A survey this summer by the British Chambers of Commerce found that more than 60 per cent of companies needed to find more staff in the UK — but more than three-quarters were struggling to hire. Russ Shaw, founder of Tech London Advocates, said: “We have campaigned to make immigration policy more accessible to skilled talent around the world. It would be a real benefit if we re-looked at that. We need a workforce that is equipped for a digital future and there is not enough home-grown skills to support that.”

He added that the skills shortage challenge was “enormous” with “over 100,000 tech vacancies across the UK”.

A poll, published today by the Heart of London Business Alliance, which represents 600 businesses and 100 leading property owners in central London, found that 95 per cent of respondents said that staff shortages were impacting business performance, with 82 per cent stating that this issue was “a big problem”.

Charlie Gilkes, founder of Inception Group, the operator behind bar and restaurant concepts like Mr Fogg’s, Cahoots and the new Control Room B at Battersea Power Station, said: “The hospitality industry has the potential to light a fire under the economic revival of central London, but we are not trading all the hours we would like to.

“It continues to be incredibly hard to find people who want to work in the sector. In past times, many people have come from Europe to London to work for two or three years, but that pool of workers has diminished since Brexit. We would like to employ more Brits but they aren’t applying in any great numbers.”

Brexiteer Next chief executive Lord Wolfson earlier this month urged the Government to make it easier to allow foreign workers into the UK because of the chronic labour shortages saying this is “not the Brexit I wanted”.

The Tory peer said in a BBC interview: “We have got people queueing up to come to this country to pick crops that are rotting in fields, to work in warehouses that otherwise wouldn’t be operable, and we’re not letting them in.”

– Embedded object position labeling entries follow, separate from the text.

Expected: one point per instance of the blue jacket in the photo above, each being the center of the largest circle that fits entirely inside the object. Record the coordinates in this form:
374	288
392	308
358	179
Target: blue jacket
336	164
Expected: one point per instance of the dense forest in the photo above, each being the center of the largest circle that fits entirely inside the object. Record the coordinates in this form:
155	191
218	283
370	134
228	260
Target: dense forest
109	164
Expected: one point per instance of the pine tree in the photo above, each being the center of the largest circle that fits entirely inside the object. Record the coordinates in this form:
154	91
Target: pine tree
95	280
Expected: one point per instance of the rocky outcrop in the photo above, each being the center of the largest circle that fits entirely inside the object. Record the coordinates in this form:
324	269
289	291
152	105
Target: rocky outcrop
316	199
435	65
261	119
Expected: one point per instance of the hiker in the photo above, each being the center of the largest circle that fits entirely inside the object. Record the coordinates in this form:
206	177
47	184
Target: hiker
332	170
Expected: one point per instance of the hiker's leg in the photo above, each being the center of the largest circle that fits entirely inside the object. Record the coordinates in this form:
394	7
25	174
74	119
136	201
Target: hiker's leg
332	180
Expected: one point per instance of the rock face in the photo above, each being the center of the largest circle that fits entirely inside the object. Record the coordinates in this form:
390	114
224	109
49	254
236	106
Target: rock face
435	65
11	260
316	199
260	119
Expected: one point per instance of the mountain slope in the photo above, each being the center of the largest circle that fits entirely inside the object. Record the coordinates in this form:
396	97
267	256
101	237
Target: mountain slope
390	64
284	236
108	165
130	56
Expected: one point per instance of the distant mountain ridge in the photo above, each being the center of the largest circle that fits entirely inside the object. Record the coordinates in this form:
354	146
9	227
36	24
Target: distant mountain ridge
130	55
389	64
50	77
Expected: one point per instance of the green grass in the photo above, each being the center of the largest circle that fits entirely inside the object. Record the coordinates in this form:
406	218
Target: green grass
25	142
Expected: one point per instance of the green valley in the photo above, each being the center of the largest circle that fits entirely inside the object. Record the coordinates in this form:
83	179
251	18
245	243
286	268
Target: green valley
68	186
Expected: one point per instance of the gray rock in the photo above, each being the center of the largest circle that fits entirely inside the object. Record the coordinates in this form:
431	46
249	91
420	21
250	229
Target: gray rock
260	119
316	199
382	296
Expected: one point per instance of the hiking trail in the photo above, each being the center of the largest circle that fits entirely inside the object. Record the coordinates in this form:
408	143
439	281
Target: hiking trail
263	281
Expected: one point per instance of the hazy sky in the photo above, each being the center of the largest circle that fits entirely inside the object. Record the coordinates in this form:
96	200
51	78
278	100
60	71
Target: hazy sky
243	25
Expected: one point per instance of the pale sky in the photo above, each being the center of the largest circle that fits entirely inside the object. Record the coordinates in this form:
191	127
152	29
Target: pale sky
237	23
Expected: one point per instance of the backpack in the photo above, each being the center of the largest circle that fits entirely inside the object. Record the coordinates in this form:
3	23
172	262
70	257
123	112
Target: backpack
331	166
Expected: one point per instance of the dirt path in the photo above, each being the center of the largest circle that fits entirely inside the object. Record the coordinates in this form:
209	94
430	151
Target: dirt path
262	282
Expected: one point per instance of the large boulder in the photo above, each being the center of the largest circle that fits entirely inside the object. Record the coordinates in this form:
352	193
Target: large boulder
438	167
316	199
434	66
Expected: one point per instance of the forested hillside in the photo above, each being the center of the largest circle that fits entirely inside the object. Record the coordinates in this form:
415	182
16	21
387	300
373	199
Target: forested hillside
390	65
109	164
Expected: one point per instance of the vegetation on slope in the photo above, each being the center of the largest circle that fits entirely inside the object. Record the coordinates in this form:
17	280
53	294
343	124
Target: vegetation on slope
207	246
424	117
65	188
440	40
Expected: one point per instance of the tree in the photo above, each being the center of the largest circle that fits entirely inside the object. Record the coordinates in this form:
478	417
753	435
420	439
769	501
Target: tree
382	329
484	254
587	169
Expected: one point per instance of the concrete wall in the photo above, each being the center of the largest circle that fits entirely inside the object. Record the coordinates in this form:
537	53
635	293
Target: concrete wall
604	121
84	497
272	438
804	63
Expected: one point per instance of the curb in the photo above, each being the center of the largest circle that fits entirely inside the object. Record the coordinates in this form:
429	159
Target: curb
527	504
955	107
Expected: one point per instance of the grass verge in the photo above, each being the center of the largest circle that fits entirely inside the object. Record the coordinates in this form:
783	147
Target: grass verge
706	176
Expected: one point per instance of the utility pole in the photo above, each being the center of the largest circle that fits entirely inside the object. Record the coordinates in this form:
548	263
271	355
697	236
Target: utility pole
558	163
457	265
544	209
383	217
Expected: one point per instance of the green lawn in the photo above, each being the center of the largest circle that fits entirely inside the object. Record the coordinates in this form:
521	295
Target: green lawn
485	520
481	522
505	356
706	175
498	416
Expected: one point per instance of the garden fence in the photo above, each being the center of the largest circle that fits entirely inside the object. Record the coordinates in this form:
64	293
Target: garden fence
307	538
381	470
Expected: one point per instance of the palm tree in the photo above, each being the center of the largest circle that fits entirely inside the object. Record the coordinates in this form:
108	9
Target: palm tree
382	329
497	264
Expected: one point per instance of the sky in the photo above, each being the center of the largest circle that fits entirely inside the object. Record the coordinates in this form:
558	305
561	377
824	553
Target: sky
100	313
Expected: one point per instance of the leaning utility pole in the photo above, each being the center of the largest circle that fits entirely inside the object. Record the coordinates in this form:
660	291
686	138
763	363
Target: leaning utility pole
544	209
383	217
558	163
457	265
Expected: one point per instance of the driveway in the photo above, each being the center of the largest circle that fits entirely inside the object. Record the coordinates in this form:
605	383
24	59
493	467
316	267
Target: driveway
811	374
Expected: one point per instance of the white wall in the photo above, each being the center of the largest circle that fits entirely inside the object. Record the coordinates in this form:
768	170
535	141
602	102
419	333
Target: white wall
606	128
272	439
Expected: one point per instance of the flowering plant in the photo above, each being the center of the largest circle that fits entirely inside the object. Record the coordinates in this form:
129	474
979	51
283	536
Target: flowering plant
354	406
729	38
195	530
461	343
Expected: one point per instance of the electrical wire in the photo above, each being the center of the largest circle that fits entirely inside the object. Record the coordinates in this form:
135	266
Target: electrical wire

The dispute with business leaders came amid a fresh storm over Brexit after weekend newspaper reports suggested the Government was considering negotiating a softer Swiss-style trading relationship with the EU. Switzerland and the EU have bilateral agreements giving the country direct access to parts of the EU’s internal market including the free movement of people.

But while Mr Jenrick said the UK did want to improve its trading relationship with the EU, it did not want to reopen the Brexit debate. “We had a big debate about that as a country, and we settled on one which I think was the right approach,” he said.

“We walked away from freedom of movement, which was not popular with the British public, we ensured that European judges no longer had jurisdiction in the British courts, and we ensured that we weren’t paying money to the EU. Those are the key tenants of our new relationship with the EU.”